Breastmilk-saliva interactions boost innate immunity by regulating the oral microbiome in early infancy

Introduction Xanthine oxidase (XO) is distributed in mammals largely in the liver and small intestine, but also is highly active in milk where it generates hydrogen peroxide (H2O2). Adult human saliva is low in hypoxanthine and xanthine, the substrates of XO, and high in the lactoperoxidase substrate thiocyanate, but saliva of neonates has not been examined. Results Median concentrations of hypoxanthine and xanthine in neonatal saliva (27 and 19 μM respectively) were ten-fold higher than in adult saliva (2.1 and 1.7 μM).

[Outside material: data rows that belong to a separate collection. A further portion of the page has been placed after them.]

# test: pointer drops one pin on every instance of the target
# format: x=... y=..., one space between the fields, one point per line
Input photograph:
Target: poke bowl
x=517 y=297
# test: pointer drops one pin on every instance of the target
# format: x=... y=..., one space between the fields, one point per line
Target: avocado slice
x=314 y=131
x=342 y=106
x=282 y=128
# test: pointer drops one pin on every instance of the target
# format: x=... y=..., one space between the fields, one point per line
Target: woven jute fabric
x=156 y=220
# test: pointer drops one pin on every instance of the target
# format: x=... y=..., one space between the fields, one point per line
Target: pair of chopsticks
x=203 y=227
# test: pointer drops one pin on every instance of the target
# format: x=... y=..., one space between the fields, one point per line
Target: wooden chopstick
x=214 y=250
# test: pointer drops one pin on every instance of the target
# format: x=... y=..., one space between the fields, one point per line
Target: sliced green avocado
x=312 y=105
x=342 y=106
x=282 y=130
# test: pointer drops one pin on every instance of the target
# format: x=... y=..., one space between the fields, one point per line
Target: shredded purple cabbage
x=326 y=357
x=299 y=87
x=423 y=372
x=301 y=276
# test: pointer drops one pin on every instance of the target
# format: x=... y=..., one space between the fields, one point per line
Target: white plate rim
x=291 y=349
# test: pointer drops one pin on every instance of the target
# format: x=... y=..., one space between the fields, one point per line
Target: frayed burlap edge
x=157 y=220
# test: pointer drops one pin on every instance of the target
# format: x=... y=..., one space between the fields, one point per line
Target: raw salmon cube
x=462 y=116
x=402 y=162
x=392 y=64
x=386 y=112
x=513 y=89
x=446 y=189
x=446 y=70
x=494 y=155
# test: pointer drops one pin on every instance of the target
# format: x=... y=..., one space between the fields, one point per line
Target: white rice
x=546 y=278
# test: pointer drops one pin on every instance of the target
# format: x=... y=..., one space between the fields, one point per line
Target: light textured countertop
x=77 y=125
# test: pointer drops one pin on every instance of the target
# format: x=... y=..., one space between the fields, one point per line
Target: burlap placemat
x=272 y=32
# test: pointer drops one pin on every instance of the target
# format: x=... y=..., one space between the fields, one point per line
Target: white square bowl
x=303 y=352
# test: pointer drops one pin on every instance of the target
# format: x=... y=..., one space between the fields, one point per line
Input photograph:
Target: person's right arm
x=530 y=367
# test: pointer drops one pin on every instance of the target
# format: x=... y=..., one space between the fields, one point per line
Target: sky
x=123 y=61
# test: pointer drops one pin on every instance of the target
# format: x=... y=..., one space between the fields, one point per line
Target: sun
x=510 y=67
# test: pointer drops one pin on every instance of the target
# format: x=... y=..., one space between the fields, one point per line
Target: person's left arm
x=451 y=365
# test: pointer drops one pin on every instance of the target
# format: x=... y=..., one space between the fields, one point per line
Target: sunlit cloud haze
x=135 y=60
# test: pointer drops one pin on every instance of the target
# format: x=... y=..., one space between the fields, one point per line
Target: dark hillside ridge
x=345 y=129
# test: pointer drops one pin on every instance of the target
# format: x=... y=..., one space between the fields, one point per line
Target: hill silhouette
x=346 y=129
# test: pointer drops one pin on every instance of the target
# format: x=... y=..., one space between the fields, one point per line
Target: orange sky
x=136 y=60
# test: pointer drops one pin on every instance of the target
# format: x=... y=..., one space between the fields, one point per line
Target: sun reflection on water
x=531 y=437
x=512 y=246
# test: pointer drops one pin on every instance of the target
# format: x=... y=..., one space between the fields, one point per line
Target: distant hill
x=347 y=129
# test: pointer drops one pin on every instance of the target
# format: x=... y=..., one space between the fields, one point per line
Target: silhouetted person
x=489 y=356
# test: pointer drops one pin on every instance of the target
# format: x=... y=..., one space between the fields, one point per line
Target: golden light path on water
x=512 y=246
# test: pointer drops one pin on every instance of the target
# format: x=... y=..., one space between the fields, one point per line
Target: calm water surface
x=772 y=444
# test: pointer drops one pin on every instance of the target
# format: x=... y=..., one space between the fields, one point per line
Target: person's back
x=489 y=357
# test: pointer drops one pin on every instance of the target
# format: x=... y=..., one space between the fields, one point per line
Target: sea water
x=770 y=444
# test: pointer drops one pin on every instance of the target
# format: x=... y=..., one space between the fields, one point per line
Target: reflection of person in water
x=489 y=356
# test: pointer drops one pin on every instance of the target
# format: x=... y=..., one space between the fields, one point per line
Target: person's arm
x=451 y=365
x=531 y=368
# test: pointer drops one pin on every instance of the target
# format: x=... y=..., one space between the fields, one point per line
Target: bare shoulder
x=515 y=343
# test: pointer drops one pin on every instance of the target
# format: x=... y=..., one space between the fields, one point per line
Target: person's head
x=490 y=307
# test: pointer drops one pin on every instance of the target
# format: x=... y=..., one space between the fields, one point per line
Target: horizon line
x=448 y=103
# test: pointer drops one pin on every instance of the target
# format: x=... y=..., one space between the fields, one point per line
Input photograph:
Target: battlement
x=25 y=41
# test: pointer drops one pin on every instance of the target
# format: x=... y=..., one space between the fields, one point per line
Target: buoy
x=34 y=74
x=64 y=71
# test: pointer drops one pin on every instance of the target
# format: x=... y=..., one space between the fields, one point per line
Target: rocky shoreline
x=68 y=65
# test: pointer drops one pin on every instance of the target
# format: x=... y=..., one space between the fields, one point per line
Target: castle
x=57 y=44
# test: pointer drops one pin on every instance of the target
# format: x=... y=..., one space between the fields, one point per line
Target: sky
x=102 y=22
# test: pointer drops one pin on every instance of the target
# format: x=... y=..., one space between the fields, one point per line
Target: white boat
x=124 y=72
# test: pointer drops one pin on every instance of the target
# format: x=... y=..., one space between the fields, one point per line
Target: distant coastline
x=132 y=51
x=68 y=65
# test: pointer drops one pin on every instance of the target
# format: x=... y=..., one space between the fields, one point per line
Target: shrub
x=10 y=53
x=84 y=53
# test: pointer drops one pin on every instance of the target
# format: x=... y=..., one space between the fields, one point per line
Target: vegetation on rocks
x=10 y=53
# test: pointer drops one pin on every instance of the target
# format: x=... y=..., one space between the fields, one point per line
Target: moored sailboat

Fresh breastmilk contained 27.3±12.2 μM H2O2 but mixing baby saliva with breastmilk additionally generated >40 μM H2O2, sufficient to inhibit growth of the opportunistic pathogens Staphylococcus aureus and Salmonella spp. Oral peroxidase activity in neonatal saliva was variable but low (median 7 U/L, range 2–449) compared to adults (620 U/L, 48–1348), while peroxidase substrate thiocyanate in neonatal saliva was surprisingly high. Baby but not adult saliva also contained nucleosides and nucleobases that encouraged growth of the commensal bacteria Lactobacillus, but inhibited opportunistic pathogens; these nucleosides/bases may also promote growth of immature gut cells. Transition from neonatal to adult saliva pattern occurred during the weaning period. A survey of saliva from domesticated mammals revealed wide variation in nucleoside/base patterns. Discussion and Conclusion During breast-feeding, baby saliva reacts with breastmilk to produce reactive oxygen species, while simultaneously providing growth-promoting nucleotide precursors. Milk thus plays more than a simply nutritional role in mammals, interacting with infant saliva to produce a potent combination of stimulatory and inhibitory metabolites that regulate early oral–and hence gut–microbiota. Consequently, milk-saliva mixing appears to represent unique biochemical synergism which boosts early innate immunity.